February 2026
What I built, and learned at my first OpenClaw hackathon
I went into a 24-hour hackathon with zero experience on OpenClaw, SSH tunnels, servers and came out with a working browser extension and a lot of terminal commands I never thought I'd type.
The OpenClaw instance is no longer accessible, but I cleaned up the code and UI. Here's the code on GitHub.
Going in solo
When the hackathon started I thought it'd be a great opportunity to test myself as a vibe coder, to see what I could bring to the table in 24 hours. I wanted to go solo on this one. I didn't know enough about OpenClaw to confidently contribute to a team, and the last thing I wanted was to be dead weight.
The original idea
I work in the financial wellness space and know how much people want to save money on small things that add up every month. On average, people in the US spend around $200 a year on subscriptions they don't use. Subscriptions felt like the right problem. Every other app just helps you track them. Except that one app (🚀💰) that makes you fill a form while humans do the cancellation in the background.

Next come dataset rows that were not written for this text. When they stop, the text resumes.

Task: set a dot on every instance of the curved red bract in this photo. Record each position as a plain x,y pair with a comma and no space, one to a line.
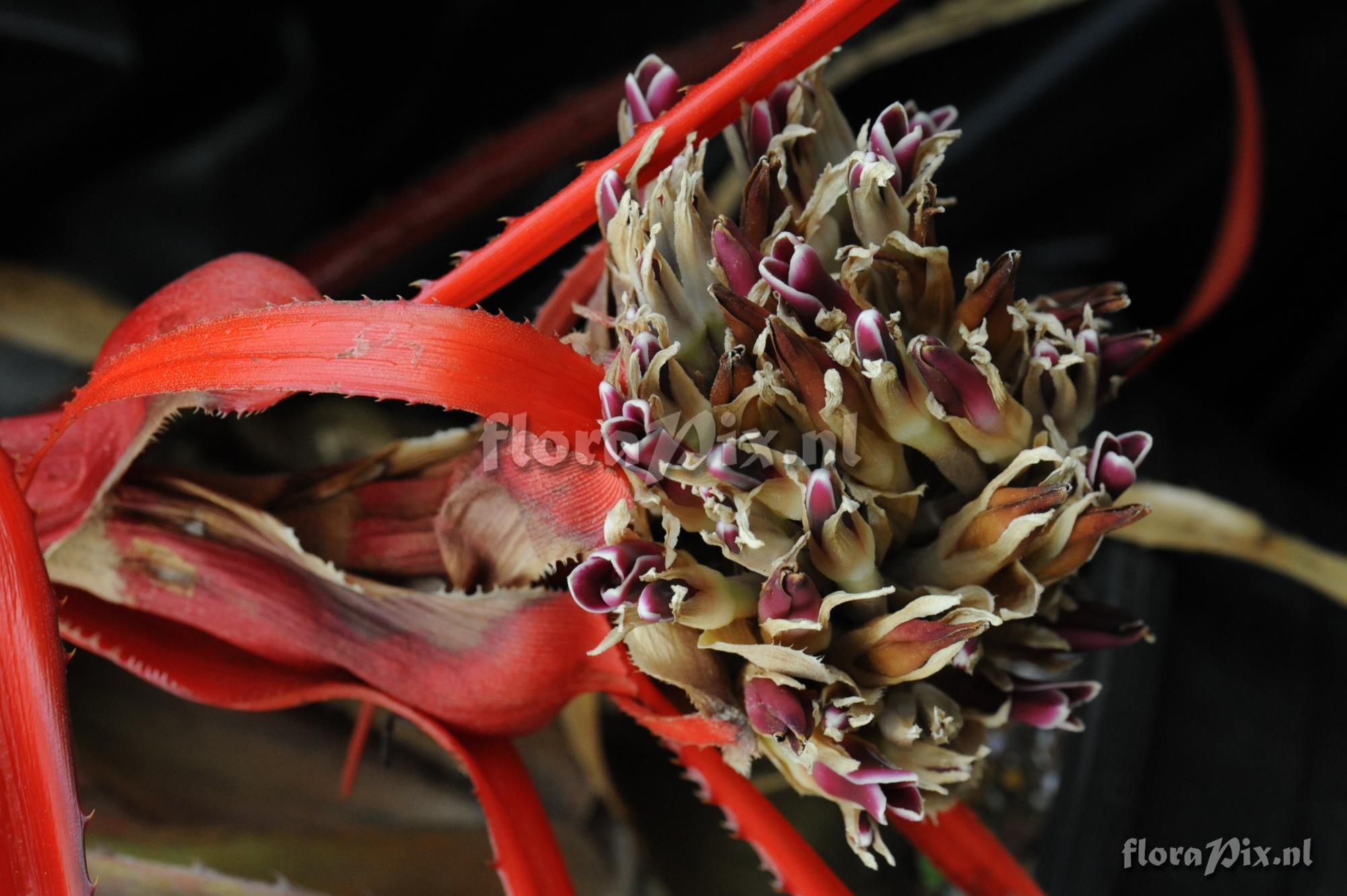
41,824
449,357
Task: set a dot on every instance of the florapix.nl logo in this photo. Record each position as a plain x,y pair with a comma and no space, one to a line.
1218,854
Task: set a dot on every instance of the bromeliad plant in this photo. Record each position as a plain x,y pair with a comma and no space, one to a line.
859,499
833,505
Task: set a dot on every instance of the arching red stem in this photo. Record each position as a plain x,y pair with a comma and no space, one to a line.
558,315
41,824
1240,221
755,820
708,108
969,855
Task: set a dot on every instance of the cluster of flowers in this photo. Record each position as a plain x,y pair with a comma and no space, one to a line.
860,499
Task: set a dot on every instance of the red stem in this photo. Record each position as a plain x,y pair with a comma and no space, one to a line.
193,665
969,855
558,315
41,824
356,749
783,851
1240,221
503,163
708,108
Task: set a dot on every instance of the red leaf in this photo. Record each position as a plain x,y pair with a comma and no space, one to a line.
751,816
708,108
495,662
41,824
465,359
99,447
193,665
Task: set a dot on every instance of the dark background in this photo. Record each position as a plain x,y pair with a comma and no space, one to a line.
141,140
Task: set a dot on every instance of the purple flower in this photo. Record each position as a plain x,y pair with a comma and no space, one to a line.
1115,460
653,89
878,786
635,440
898,135
872,338
646,346
797,273
612,576
1120,354
737,256
1050,704
779,712
789,595
822,499
957,384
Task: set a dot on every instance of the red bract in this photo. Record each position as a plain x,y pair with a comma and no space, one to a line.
196,666
41,824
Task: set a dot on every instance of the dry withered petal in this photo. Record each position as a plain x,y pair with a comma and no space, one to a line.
1090,529
880,618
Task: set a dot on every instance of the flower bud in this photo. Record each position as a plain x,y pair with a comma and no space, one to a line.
1093,626
878,786
1115,460
610,197
779,712
636,442
729,533
797,273
742,470
894,137
1069,306
746,318
657,600
646,346
841,541
957,384
910,646
872,338
1007,506
789,595
767,118
653,89
1120,354
611,576
739,257
1050,704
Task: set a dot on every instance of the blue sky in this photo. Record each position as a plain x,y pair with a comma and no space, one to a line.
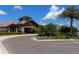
42,14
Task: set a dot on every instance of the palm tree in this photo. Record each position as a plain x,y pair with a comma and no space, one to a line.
71,13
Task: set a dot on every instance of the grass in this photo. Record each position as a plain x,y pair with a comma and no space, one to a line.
9,33
57,36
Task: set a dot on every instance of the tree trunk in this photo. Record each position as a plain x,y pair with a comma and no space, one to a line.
71,27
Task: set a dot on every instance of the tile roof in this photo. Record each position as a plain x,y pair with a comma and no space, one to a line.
6,24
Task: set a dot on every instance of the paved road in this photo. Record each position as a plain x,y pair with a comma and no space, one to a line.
26,45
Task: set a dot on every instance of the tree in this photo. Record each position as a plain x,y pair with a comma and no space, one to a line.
71,13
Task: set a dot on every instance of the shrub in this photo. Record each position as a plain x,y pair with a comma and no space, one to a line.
66,30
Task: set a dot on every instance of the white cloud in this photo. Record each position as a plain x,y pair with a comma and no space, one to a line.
2,12
18,7
42,23
54,12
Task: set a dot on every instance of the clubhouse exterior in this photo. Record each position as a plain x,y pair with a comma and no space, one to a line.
25,25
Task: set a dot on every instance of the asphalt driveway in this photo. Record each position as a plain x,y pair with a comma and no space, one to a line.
26,45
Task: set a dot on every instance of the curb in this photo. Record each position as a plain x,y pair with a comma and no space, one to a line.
54,39
2,38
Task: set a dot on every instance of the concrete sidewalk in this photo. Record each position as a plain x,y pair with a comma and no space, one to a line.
2,48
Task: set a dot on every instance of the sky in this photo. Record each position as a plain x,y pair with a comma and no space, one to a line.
42,14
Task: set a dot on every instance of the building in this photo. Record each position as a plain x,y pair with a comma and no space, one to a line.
25,25
8,27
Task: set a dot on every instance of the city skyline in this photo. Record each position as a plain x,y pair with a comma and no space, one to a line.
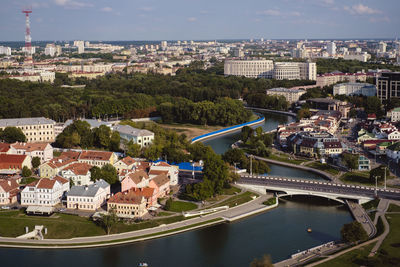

I wanted to build something smarter. An AI agent that actually understands your usage and tells you whether a subscription is worth renewing. And if you wanted to cancel, it does it for you.
The agent was going to live inside Neo, a browser built by Gen, powered by OpenClaw.
The reality check
I had never worked with OpenClaw before. I thought I could figure it out as I went, the way I usually do with React or SwiftUI. That assumption didn't last long.
The first few hours were just trying to understand what I was looking at. Then trying to add skills through the web UI. I tried installing a browser through the terminal. Gateways failing, commands not going through, no real sense of what I was even doing. This wasn't like vibe coding a component.
I gave up around the 7-hour mark. The last thing I needed in my life was more stress. I took a 4-hour power nap to compensate for the 11-hour sleep debt I had according to my Oura ring.
The pivot
But for some reason it kept bothering me. I work on a lot of side projects but I never finish. This felt like another one slipping away.
So I sat back down with one goal. Just get OpenClaw to open a website on its own browser.
About 15 hours into the hackathon I realized I might need SSH access, something they'd only give you if you specifically asked for it. Once I had it, I came across something called Playwright, installed it through the terminal, pointed it at amazon.com, and got a screenshot back.
I shelved Plaid. It was the piece that would've made subscription tagging accurate and usage reports timely. Instead I started building piece by piece: an extension that maps your browsing against a hardcoded list of subscription services.
There were still port issues, tunnel stability problems, constant switching between the remote instance and my local machine.
I named it ClawCancel
The browser extension is the channel. You get a notification and a report on which subscriptions you're actually using, what you're wasting, and whether they're worth keeping. Also sent to you via a Telegram bot. You can also chat with the AI in the extension to dig into your usage. And if you want to cancel something, one command triggers it. OpenClaw's browser relay extension runs the action on your local browser, since headless browsers kept getting flagged as bots by websites.
Submitting it
With 2 hours left for the deadline, I submitted my code and demo video. I felt the satisfaction of completing something. I stopped chasing perfect and just built something that worked. For a 24-hour hackathon with a steep learning curve, that turned out to be the right call. Not everything made it in. The Plaid integration, the part that would've made it genuinely smart, never got built.
Takeaways
I walked into unknown territory and decided to figure it out on the way. That works sometimes. It does not work at a hackathon.
For someone like me going into unknown territory, I'd recommend going in with at least a rough plan so you can scope out things that aren't worth chasing if you're short on time. I dropped Plaid not because it was too hard but because there wasn't enough time to do it right, and knowing that earlier would've saved hours. Plan mode exists in Claude and other AI tools for a reason.
In the end, no matter what, finish and submit it. Even if it just works on your local machine. Btw, mine actually worked on different machines.